Consider a set $X$, and consider a sequence of functionals on $X$, that is maps $F_n: X \to \mathbb{R}$. We say that $F_n$ "$\Gamma$" converges to $F$, if the limit satisfies:
- $F(x) \leq \inf\{\liminf _{n \to \infty} F_n(x_n) : x_n \to x\}$
that is to say, for any sequence we $x_n \to x$ we choose, we have that $F(x) \leq \liminf_{n \to \infty} F_n(x_n) $. The second is the existence of a "$\Gamma$" realizing sequence, that is, there exists a sequence $x_n \to x$, that satisfies:
- $\limsup_{n\to \infty} F_n(x_n) \leq F(x)$
I have the following two questions about this limit.
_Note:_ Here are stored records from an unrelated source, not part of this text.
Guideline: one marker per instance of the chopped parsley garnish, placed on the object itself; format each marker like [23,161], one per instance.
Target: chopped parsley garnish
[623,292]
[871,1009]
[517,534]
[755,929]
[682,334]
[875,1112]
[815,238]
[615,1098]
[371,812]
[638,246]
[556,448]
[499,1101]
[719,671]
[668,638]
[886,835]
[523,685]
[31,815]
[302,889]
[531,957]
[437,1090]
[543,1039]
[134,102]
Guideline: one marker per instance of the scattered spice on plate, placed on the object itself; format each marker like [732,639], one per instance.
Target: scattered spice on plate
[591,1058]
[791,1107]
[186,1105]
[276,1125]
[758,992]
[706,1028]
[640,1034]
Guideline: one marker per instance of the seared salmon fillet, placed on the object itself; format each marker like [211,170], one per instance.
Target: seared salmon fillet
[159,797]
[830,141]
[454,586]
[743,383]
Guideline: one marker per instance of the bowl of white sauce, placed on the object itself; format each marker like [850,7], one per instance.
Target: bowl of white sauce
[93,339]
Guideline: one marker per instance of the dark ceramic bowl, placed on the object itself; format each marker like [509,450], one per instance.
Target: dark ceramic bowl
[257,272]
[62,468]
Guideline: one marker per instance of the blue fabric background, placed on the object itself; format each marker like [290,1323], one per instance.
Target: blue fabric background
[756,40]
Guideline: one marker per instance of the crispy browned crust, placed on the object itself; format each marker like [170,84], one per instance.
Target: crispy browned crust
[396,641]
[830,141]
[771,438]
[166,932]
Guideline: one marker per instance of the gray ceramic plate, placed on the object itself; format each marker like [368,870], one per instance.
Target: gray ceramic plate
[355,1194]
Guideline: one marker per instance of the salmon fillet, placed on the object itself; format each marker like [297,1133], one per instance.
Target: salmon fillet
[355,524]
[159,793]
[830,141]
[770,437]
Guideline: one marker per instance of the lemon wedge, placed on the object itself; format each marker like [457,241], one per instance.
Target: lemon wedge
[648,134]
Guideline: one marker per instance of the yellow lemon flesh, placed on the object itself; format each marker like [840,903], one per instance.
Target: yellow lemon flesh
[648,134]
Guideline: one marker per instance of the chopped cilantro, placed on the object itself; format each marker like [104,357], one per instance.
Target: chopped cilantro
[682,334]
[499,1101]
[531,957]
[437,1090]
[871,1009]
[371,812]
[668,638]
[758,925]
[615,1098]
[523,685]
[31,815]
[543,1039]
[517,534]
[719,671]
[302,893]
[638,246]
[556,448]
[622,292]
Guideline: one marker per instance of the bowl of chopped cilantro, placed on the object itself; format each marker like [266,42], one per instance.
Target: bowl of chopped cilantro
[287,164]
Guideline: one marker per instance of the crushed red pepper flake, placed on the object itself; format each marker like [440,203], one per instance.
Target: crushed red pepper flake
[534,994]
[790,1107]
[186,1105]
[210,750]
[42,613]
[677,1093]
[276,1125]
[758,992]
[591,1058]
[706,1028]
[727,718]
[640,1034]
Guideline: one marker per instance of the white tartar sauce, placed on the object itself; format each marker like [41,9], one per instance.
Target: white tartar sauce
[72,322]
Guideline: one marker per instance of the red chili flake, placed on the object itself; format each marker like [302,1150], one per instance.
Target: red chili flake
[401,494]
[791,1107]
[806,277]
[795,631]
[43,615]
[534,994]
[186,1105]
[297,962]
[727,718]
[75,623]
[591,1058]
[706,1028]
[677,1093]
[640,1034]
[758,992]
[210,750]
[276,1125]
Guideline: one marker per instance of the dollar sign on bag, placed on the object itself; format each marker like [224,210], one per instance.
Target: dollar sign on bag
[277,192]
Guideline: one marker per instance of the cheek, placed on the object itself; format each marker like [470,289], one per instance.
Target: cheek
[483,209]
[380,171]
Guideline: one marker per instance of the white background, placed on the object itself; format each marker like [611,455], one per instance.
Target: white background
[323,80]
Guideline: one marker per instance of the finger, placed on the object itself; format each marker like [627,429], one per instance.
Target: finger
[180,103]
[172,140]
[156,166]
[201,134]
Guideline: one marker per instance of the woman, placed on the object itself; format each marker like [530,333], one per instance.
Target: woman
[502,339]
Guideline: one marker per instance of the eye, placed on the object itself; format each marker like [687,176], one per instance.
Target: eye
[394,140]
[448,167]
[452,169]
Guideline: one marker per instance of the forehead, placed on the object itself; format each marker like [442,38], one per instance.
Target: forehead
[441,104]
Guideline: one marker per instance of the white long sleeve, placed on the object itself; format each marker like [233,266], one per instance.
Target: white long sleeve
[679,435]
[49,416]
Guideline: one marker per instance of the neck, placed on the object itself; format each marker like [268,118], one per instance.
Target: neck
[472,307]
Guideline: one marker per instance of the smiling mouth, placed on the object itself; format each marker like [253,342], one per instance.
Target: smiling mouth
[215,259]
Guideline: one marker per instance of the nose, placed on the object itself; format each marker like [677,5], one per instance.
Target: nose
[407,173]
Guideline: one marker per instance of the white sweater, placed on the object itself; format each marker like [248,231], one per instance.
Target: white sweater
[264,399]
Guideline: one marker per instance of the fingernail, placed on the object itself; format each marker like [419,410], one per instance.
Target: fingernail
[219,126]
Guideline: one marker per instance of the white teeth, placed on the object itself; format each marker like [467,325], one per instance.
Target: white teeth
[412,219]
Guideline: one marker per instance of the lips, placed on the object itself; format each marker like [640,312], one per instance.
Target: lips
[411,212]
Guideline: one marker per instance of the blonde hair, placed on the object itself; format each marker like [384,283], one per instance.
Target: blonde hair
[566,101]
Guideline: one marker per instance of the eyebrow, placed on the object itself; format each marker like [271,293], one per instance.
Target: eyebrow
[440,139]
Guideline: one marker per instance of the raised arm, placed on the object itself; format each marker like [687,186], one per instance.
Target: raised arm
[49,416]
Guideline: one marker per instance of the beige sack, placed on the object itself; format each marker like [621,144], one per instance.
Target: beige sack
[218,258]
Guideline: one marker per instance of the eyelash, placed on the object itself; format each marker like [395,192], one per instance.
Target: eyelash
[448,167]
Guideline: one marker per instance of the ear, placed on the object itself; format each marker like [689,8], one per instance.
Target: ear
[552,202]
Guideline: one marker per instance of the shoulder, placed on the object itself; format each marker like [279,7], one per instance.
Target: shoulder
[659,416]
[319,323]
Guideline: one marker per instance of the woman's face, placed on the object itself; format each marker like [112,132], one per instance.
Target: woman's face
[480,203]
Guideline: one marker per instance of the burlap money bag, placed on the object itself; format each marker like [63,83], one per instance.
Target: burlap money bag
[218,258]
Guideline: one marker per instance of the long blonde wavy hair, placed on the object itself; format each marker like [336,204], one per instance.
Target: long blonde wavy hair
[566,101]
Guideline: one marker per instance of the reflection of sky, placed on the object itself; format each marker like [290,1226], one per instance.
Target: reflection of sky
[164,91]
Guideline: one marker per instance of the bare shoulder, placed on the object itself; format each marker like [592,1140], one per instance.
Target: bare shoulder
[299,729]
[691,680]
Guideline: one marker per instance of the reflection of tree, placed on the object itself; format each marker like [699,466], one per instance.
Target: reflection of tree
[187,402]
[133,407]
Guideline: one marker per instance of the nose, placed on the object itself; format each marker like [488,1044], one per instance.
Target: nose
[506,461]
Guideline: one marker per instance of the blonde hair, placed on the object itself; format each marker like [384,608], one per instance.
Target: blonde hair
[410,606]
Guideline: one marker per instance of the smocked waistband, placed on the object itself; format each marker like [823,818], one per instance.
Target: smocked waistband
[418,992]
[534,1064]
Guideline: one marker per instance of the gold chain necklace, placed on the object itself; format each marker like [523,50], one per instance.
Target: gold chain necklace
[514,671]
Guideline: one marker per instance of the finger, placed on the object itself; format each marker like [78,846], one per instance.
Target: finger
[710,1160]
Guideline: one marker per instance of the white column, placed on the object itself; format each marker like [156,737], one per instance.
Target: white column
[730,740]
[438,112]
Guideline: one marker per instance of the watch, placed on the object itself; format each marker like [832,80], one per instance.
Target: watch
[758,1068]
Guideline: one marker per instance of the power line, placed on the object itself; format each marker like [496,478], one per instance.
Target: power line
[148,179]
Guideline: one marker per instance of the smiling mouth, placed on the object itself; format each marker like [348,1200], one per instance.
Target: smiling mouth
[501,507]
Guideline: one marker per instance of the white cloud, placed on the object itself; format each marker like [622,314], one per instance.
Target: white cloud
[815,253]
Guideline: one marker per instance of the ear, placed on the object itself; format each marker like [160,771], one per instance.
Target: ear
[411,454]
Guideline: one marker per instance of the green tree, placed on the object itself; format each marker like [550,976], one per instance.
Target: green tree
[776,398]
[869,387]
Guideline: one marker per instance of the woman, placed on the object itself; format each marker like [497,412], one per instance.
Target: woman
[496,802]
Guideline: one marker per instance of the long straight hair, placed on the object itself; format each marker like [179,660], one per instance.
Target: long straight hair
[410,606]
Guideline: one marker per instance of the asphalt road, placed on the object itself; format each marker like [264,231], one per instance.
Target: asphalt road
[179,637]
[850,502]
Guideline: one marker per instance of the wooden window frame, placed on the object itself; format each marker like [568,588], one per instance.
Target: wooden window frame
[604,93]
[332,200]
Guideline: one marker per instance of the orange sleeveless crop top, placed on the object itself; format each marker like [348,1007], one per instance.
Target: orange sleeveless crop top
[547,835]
First, is it accurate to replace condition $2$ with the condition that there exists a sequence $x_n$ such that $\lim_{n \to \infty} F_n(x_n) \to F(x)$ ? (I.e., replacing the limsup with a bona-fide limit).
Second, is the characterization of $F(x)$ as :$$ F(x) = \min\{\liminf_{n \to \infty} F(x_n) : x_n \to x\} $$ accurate? Is there an example of when this inf is not acheived? (i.e, we have no "realizing sequence"?
If we take the realizing sequence according to (2) and put it into (1), then $$ F(x) \le \liminf F_n(x_n) \le \limsup F_n(x_n)\le F(x), $$ which shows $F(x) = \lim F_n(x_n)$ for this particular sequence.
So, yes, given condition (1), we can replace 'lim sup' by 'lim' in (2).